The v-t graph starts from the launch speed v_i, decreases (as the balloon rises), reaches zero (when the balloon is at the peak), then increases in the negative direction (as the balloon falls), and reaches the final speed v_f (when the balloon returns to the original position).
The graph is a smooth curve, with gradient becoming gentler and gentler. At v=0, when the balloon is at the peak, the gradient of the v-t graph should be 9.81 m s^-2.
The green and blue areas are equal since they represent the upward distance and downward distance travelled by the balloon.
Because of the curvature of the graph, it is clear that the landing speed v_f is always going to be smaller than the launch speed v_i, and that it always takes a longer time for the balloon to come down than go up. Physically, this is because the balloon decelerates much faster (on the way up) than it accelerates (on the way down). The upward motion has a higher average speed than the downward motion.

a-t graph

The a-t graph is negative throughout.
The magnitude of the (downward) acceleration decreases continuously. It is more than 9.81 m s⁻² on the way up, but less than 9.81 m s^-2 on the way down.
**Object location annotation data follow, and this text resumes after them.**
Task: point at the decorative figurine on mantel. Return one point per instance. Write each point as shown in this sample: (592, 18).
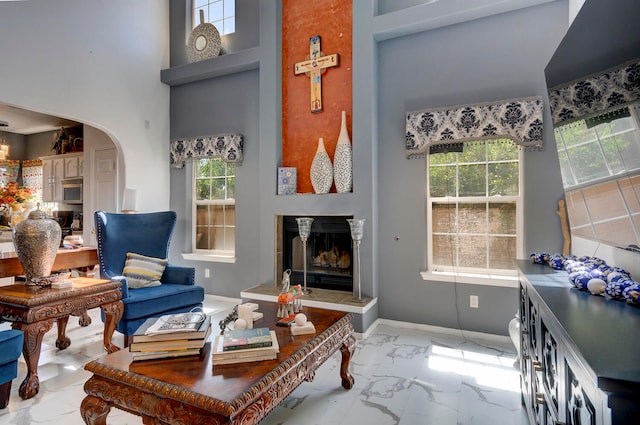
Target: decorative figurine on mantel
(289, 300)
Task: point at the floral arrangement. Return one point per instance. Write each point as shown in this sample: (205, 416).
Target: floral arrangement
(12, 193)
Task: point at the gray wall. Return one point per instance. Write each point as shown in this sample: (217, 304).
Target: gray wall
(494, 58)
(484, 59)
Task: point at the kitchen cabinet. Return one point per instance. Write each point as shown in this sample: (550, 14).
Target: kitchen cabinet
(73, 166)
(56, 168)
(578, 352)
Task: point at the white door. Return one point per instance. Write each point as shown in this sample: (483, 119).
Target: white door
(104, 191)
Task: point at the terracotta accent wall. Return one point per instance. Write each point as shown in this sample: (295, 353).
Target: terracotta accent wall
(301, 20)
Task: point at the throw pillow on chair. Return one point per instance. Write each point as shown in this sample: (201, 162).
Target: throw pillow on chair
(142, 271)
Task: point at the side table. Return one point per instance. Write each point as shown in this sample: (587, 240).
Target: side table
(33, 309)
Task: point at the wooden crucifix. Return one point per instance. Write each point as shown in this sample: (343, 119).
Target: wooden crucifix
(314, 67)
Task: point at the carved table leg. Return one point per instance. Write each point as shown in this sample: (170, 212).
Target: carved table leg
(94, 411)
(347, 349)
(148, 420)
(85, 319)
(63, 341)
(33, 334)
(113, 314)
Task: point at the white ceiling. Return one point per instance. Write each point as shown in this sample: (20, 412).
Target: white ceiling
(22, 121)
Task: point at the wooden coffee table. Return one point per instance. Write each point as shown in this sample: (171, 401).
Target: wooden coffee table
(33, 309)
(190, 390)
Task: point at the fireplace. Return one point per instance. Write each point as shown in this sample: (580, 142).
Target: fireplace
(329, 252)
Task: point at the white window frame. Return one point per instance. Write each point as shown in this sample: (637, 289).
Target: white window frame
(483, 276)
(221, 25)
(216, 255)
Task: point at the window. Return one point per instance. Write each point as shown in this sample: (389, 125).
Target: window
(597, 149)
(221, 13)
(214, 207)
(474, 208)
(600, 164)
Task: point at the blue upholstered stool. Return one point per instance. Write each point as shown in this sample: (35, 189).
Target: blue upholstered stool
(11, 342)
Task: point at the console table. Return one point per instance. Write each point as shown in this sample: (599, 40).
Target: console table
(579, 352)
(33, 309)
(86, 256)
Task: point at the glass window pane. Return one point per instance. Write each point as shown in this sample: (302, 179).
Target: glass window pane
(229, 239)
(575, 134)
(218, 235)
(567, 175)
(473, 251)
(502, 219)
(443, 158)
(443, 217)
(472, 180)
(203, 168)
(472, 218)
(203, 190)
(444, 250)
(503, 179)
(442, 181)
(473, 152)
(587, 162)
(502, 151)
(230, 215)
(502, 252)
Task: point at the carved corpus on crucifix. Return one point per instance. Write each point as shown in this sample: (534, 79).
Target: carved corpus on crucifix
(314, 68)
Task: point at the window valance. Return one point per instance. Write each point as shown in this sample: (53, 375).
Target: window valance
(519, 120)
(229, 147)
(596, 94)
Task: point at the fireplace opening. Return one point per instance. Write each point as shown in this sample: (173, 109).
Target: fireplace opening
(329, 253)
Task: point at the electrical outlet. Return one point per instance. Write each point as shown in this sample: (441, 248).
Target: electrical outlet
(473, 301)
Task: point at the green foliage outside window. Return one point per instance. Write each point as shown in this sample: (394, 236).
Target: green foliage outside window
(473, 198)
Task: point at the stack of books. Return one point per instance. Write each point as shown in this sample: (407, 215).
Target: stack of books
(246, 345)
(160, 338)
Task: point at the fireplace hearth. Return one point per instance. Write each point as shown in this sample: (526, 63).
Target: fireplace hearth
(329, 252)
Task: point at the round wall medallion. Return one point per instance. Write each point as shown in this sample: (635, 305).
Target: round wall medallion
(204, 43)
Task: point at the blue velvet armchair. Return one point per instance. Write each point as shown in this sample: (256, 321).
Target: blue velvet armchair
(11, 341)
(147, 234)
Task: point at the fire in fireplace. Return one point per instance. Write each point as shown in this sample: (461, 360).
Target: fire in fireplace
(329, 253)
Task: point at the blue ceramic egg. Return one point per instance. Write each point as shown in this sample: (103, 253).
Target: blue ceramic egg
(630, 293)
(582, 280)
(556, 262)
(615, 289)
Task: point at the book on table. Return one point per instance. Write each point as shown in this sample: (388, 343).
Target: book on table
(172, 323)
(220, 357)
(239, 339)
(167, 354)
(171, 344)
(141, 335)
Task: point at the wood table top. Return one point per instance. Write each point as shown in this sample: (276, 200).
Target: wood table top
(227, 389)
(31, 295)
(86, 256)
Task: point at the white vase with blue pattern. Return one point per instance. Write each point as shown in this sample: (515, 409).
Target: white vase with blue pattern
(321, 170)
(343, 160)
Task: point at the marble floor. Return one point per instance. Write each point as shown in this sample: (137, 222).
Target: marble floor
(403, 375)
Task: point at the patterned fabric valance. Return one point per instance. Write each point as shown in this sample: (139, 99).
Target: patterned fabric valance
(226, 146)
(519, 120)
(596, 94)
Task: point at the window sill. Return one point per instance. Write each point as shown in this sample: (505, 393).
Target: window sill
(209, 257)
(487, 279)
At the instant when the balloon is at the peak, the acceleration is exactly 9.81 m s^-2.
The green area ought to be larger than the blue since ${{v}_{i}}>{{v}_{f}}$ .

s-t graph:

Because of air resistance, the s-t graph is not a symmetrical quadratic curve.
Since gradient of s-t graph represents the velocity, the graph has a steeper gradient=v_i at $t=0$ , and a gentler gradient=v_f at the end.